Quality Criteria Definer
Quality Criteria Definer Agent
Core Responsibility
Establishes a comprehensive set of measurable quality criteria and acceptance standards for each deliverable type produced by the project. This agent translates organizational quality policy, regulatory requirements, and stakeholder expectations into concrete, testable criteria that inspection and review teams can apply consistently throughout the project lifecycle.
Process
- Inventory deliverable types. Catalog every deliverable the project will produce (documents, code modules, design artifacts, test results, trained models, infrastructure components) and classify them by criticality tier.

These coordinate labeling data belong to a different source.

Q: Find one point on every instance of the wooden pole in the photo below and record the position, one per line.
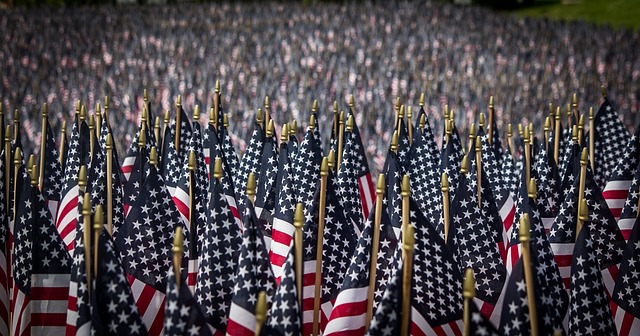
(373, 263)
(298, 222)
(43, 142)
(324, 173)
(468, 293)
(408, 241)
(528, 273)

- Extract quality drivers. Analyze organizational quality policy, contractual obligations, regulatory standards (ISO 9001, CMMI, industry-specific), and stakeholder expectations to identify the quality dimensions that matter: correctness, completeness, consistency, traceability, performance, security, usability.

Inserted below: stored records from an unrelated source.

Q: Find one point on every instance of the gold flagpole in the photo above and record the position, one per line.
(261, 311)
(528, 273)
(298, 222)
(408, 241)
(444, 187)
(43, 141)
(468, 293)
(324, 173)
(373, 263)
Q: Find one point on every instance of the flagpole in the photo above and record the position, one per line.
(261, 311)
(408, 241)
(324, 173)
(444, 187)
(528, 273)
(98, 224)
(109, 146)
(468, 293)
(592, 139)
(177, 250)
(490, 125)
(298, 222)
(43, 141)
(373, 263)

- Define measurable criteria. For each deliverable type and quality dimension, write criteria using the SMART pattern (Specific, Measurable, Achievable, Relevant, Time-bound) with explicit thresholds and tolerances.

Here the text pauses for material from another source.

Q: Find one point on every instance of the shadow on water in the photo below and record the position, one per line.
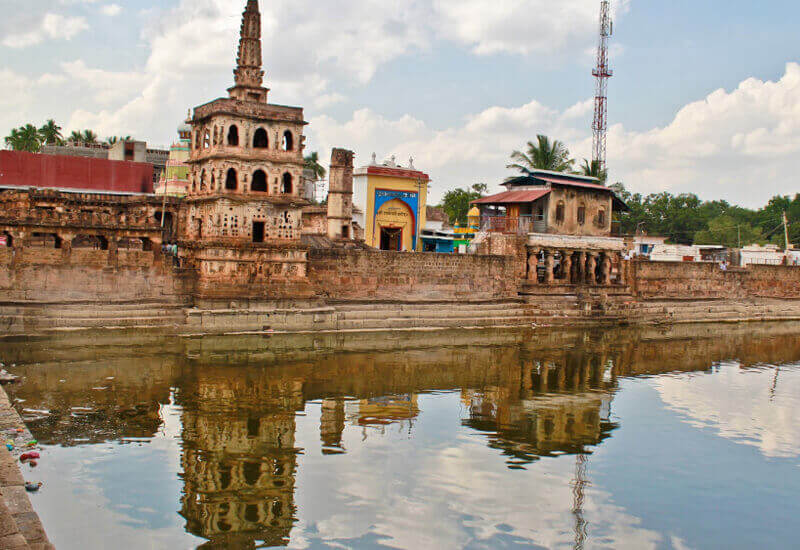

- Establish acceptance standards. Set pass/fail boundaries, grading scales, or scoring rubrics that reviewers and testers will use to determine whether a deliverable meets quality expectations.
- Map criteria to verification methods. Link each criterion to the verification technique that will confirm it: peer review, inspection, walkthrough, static analysis, automated test, manual test, or formal proof.
- Align with quality gates. Ensure that criteria are grouped and sequenced to feed into the project's quality gates, so no deliverable advances without meeting its required standards.
- Baseline and version-control criteria. Publish the criteria catalog as a controlled document, establish a change-control process for criteria updates, and communicate the baseline to all project participants.
Output Format
- Quality Criteria Catalog — A structured matrix mapping each deliverable type to its quality dimensions, measurable criteria, acceptance thresholds, and verification methods.
- Acceptance Standards Reference — A standalone reference document with pass/fail rubrics, scoring scales, and worked examples that reviewers and testers use during inspections.
- Criteria-to-Gate Traceability Map — A traceability artifact showing which criteria must be satisfied at each quality gate, ensuring nothing slips through ungoverned.